Since the damages resulted from the inaction of the landlord there is a dispute among the Rishonim if one can classify the damages as garmi. The source for this dispute is the beraiso (Bovo Basra 2A) that discusses the case of one neighbor who has a vineyard and the other who grows grain and the fence separating them develops a hole. The ruling is that the owner of the vineyard must repair the fence and, if he is warned to repair the hole and neglects to do so resulting in his neighbor’s loss of his grain crop, due to the prohibition of deriving benefit from kilayei hakerem (growing grain in a vineyard), he is liable.
The Gemoro (Bava Kama 100A) explains that the basis for the vineyard owner’s liability is that what he did is classified as garmi. The Rishonim dispute why this is classified as garmi. The Ramban (Kuntress Garmi) writes that the vines are like the ox of the vineyard owner and they damaged the neighbor.
The Ramah (Bava Basra 17-18 and cited by Tur siman 157) however, maintains that the reason is that the vineyard owner was derelict in fulfilling his duty to repair the fence. He deduces from this that if one neglects to construct a fence separating his property from his neighbor’s and as a result his neighbor was burglarized, he is liable. He specifically writes that the reason is that one is liable for his inaction.

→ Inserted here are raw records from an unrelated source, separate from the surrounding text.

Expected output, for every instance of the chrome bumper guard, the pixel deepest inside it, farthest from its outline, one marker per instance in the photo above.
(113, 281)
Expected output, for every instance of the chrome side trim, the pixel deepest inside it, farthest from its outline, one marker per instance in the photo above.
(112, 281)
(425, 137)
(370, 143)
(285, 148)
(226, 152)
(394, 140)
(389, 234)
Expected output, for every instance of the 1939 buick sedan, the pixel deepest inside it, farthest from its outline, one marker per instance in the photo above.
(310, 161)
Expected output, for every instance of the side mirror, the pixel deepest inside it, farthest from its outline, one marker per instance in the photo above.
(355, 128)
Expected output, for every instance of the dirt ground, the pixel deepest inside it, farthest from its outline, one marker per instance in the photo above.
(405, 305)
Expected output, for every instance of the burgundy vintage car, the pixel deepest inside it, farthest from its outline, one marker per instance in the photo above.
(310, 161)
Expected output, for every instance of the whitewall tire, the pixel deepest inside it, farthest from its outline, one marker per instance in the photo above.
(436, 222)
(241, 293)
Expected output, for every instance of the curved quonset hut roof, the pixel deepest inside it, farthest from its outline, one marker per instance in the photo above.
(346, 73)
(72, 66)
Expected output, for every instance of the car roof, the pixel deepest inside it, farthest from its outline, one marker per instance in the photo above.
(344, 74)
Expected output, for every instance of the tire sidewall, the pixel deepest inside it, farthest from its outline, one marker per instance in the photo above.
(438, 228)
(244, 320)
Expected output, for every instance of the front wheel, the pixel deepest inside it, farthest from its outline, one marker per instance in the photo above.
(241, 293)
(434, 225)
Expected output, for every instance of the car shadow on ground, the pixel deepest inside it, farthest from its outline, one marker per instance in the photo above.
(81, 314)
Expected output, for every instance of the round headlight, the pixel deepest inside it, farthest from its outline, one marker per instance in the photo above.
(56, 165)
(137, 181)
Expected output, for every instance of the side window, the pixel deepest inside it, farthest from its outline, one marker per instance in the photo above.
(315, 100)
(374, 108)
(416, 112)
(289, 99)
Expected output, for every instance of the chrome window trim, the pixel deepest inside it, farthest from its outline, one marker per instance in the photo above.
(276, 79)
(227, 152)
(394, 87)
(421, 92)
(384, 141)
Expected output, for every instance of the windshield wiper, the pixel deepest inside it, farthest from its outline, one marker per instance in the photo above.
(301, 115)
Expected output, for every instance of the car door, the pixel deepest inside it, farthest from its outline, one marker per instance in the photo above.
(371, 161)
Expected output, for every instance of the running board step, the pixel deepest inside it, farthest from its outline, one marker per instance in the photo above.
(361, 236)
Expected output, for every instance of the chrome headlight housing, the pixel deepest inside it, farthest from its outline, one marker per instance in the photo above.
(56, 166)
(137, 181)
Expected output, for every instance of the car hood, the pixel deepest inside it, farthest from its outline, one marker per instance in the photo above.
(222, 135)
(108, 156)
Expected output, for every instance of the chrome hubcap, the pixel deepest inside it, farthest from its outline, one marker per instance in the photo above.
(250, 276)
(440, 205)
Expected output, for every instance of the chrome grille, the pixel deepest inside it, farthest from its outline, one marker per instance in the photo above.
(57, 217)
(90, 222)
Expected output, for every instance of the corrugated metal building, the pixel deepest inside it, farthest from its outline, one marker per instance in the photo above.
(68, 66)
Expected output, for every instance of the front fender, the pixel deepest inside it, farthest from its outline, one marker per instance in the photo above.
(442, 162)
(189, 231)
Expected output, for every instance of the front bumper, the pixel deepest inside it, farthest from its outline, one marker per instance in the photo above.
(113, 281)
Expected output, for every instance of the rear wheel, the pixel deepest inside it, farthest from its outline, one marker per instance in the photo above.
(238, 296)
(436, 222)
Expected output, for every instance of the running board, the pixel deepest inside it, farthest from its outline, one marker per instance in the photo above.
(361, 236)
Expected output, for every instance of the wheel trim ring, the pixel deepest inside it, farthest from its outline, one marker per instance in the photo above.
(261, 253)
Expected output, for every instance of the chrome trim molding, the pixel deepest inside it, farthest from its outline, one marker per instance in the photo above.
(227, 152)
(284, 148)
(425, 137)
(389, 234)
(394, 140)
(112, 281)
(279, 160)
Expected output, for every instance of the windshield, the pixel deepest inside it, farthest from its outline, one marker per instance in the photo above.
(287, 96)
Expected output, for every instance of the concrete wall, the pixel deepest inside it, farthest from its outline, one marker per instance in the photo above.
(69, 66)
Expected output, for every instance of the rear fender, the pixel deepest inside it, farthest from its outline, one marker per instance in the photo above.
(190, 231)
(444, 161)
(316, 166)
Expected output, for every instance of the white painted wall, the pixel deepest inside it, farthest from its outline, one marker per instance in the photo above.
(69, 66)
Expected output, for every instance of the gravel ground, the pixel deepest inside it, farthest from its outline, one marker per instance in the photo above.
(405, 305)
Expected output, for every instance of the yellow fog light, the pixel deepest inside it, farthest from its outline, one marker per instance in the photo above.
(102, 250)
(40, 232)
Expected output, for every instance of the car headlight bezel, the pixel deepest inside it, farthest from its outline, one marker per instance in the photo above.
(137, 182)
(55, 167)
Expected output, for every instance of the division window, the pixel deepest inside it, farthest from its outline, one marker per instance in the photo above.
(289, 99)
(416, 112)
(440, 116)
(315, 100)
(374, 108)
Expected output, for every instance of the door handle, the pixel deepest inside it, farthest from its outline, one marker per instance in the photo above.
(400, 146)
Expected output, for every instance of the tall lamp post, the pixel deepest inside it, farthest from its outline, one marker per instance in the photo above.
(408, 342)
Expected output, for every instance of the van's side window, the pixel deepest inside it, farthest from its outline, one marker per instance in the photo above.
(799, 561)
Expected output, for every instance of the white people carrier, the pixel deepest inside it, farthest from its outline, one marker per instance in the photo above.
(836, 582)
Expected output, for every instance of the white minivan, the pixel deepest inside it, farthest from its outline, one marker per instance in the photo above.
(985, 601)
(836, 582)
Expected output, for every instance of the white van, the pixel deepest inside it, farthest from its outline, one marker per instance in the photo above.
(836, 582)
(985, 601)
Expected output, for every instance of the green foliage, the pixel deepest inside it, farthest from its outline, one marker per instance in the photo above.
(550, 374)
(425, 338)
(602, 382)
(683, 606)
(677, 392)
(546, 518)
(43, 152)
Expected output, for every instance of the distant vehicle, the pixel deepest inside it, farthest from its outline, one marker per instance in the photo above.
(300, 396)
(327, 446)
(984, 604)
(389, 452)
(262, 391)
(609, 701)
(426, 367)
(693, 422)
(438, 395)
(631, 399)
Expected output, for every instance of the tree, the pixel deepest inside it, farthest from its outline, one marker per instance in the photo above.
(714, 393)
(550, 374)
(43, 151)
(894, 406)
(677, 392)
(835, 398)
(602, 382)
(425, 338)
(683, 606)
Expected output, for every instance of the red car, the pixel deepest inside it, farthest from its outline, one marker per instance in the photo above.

Thus we have a major dispute whether inaction can be classified as garmi or not with the Ramah and Riaz (Shiltei Gibborim Bava Kama) and others ruling that it is possible and many Rishonim including the Rosh (res 101, 10) and Meiri (Bava Kama 56A) ruling that it is not possible for it to be garmi. It is important to note that the opinion of the Ramah is cited by the Tur (siman 157) and the Ramo (155, 44).
Since it is a major dispute, beis din will not force one who causes damages by inaction to pay, but if he holds money of the one who damaged him he will not be forced to return the money because he can say kim li like the Ramah.
We should note that this braiso also is a source that even though the damaged party could have prevented the damage, the one who damaged as a garmi is still liable. The proof is that in the case of the vineyard, the grain owner could have repaired the fence himself and later sought compensation from his neighbor. This is particularly important in your situation since, as we mentioned earlier, you had the right to repair the leak at the expense of your landlord.
We should note further that even those who maintain that inaction cannot be classified as garmi, hold that it can certainly be classified as gromo because gromo does not require action as we can derive from the Gemoro (Bava Kama 56A) that states that one who refuses to testify is called a gromo and he is not liable in beis din but is liable in the heavenly court.
There is a major dispute if a person can grab money from one who owes him money, only in the heavenly court. While the Shach (28, 2) agrees with the Maharshal that one cannot, there are others (See Pischei Teshuvo (28, 6) and Rabbi Akiva Eiger who cite others and in fact this is the opinion of Rishonim like the Meiri (Bava Kama 56A) and Ohr Zorua (see Maharach Ohr Zorua 229)) who maintain that one can grab. Rabbi Akiva Eiger is undecided if a person can say kim li like those who say that grabbing is allowed.
Moreover, in your situation you have the additional support of the Ramah and others who maintain that even beis din could force the landlord to pay because it is called garmi. Therefore, if you didn’t yet pay all your rent you can withhold from the rent the amount you needed to pay extra because of your landlord’s negligence. However, it is wise to wait until the last month since otherwise your landlord can try to evict you due to failure to pay rent. Additionally, if he has a security check from you he may be able to cash the check for the missing rent but that requires another discussion.